Prevalence of Fragile X Syndrome in Children with ASD in the Philippines
Autism Spectrum Disorder (ASD) is a neurobehavioral disorder characterized by persistent deficits in social communication and repetitive and ritualistic behavior. (DSM-V) The etiology of ASD is heterogeneous with 5-10% of cases having a genetic cause including single gene mutations, duplications or deletions, chromosomal rearrangements, and copy number variations. Fragile X syndrome (FXS) is one of several genetic disorders that have been linked to ASD and is an example of a single gene mutation (Betancur, Sakurai, & Buxbaum, 2009). Testing for FXS and other genetic causes of ASD are standards of practice in more developed countries, however these diagnostic tools are not readily available in the Philippines.
The study will enable the set-up of laboratory facilities that will conduct FXS testing, paving the way for molecular testing of individuals with FXS and ASD in the country. Through this study, the prevalence of FXS and genetic mutations in ASD will be established.
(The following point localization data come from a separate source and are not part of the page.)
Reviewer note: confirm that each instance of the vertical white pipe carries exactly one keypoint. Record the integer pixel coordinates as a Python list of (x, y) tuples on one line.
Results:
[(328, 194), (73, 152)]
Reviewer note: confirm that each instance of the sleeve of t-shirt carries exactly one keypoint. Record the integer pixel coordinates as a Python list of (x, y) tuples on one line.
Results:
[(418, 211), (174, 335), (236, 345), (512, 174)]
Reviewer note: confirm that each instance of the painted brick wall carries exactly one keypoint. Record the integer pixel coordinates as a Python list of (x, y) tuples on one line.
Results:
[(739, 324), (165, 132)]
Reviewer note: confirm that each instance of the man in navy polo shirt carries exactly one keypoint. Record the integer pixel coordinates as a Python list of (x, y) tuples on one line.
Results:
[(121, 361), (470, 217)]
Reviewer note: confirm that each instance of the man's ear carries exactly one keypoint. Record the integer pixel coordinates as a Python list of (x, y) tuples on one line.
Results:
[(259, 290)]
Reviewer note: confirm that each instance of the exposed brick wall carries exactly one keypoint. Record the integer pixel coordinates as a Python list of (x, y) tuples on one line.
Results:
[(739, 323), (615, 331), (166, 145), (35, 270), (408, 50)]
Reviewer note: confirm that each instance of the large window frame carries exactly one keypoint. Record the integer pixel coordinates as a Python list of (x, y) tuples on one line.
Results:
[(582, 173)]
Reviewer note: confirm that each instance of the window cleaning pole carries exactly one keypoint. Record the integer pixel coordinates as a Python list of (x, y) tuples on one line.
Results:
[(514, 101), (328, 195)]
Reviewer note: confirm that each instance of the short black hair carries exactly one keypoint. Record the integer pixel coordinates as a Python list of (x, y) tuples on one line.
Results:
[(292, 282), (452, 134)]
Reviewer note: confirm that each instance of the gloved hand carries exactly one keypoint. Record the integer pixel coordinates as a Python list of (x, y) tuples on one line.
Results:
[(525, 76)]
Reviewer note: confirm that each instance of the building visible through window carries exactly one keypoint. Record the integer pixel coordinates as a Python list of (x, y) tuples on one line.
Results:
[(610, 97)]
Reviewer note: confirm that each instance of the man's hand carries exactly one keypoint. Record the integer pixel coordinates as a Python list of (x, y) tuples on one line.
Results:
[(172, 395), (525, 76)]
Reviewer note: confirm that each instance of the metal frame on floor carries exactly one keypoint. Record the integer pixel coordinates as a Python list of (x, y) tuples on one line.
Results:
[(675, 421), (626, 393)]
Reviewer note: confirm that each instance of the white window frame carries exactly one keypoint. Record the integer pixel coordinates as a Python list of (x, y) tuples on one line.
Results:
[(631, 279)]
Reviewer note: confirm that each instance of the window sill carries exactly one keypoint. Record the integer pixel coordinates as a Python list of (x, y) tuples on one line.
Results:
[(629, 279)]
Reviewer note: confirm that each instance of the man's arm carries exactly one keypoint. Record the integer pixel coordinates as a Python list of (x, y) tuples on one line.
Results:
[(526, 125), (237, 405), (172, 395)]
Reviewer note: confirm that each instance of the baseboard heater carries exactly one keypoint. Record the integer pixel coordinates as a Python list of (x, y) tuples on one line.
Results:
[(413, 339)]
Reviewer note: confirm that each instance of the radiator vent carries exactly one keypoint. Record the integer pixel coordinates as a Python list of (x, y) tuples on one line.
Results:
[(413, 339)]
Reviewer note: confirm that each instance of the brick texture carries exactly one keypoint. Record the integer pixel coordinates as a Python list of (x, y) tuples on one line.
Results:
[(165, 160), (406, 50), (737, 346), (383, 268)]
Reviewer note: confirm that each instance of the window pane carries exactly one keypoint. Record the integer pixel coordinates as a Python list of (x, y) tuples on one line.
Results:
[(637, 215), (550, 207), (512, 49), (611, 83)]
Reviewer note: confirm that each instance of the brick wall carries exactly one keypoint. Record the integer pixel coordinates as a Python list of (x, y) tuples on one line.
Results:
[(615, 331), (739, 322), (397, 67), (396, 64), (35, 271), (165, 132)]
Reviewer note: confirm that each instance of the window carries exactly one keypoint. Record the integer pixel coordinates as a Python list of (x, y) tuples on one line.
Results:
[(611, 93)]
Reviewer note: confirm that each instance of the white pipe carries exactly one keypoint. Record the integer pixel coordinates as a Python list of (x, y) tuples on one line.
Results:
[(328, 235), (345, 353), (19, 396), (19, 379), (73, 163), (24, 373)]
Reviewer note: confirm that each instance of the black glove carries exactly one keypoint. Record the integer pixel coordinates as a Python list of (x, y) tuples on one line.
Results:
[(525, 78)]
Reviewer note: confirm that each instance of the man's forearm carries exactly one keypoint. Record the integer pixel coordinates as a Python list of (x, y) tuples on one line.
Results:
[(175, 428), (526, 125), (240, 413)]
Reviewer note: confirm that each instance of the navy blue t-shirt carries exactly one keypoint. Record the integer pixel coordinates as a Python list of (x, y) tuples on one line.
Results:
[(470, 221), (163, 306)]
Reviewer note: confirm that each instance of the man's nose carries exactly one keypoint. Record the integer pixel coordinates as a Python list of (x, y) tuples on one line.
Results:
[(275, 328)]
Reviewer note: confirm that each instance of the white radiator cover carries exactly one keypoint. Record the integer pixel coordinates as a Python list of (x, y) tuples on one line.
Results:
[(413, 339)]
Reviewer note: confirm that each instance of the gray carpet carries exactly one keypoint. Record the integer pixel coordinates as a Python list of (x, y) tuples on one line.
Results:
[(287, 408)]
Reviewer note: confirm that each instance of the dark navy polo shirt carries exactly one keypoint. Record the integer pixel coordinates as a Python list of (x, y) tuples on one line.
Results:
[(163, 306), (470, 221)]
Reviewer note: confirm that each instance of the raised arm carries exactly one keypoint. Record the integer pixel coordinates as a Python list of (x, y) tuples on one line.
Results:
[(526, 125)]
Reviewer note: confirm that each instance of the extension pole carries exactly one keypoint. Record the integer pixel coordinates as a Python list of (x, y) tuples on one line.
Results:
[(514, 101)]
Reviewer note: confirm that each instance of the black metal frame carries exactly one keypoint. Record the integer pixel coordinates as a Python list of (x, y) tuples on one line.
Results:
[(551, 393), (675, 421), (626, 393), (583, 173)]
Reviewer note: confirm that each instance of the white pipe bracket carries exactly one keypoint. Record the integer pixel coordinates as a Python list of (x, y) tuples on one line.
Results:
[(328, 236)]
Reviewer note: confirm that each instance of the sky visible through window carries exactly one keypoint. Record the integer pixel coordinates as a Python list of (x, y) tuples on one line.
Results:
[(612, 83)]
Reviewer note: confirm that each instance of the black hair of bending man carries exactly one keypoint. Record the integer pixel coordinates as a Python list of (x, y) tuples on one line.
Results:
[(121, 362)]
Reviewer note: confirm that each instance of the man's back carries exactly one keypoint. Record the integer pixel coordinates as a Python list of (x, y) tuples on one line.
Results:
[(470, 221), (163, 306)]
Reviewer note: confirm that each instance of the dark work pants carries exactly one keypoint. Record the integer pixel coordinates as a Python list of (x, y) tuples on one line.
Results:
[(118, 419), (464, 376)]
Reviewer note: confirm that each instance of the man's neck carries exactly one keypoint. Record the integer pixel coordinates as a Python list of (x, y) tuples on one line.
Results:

This research project intends to measure the frequency of Fragile X Syndrome using a blood screening test and profiling of individuals diagnosed with Autism Spectrum Disorders (ASD) among children 2 to 6 years old.
The study includes several components, which are as follows:
1. Demographic and Medical History Interview
2. Physical and Neurologic Patient Examination
3. Psychometric and Developmental Assessment
4. Blood Extraction and Molecular Analysis
A copy of the results of the genetic tests and developmental assessment are made available to patients to use for clinical correlation. The patients who test positive on genetic testing also receive genetic counseling.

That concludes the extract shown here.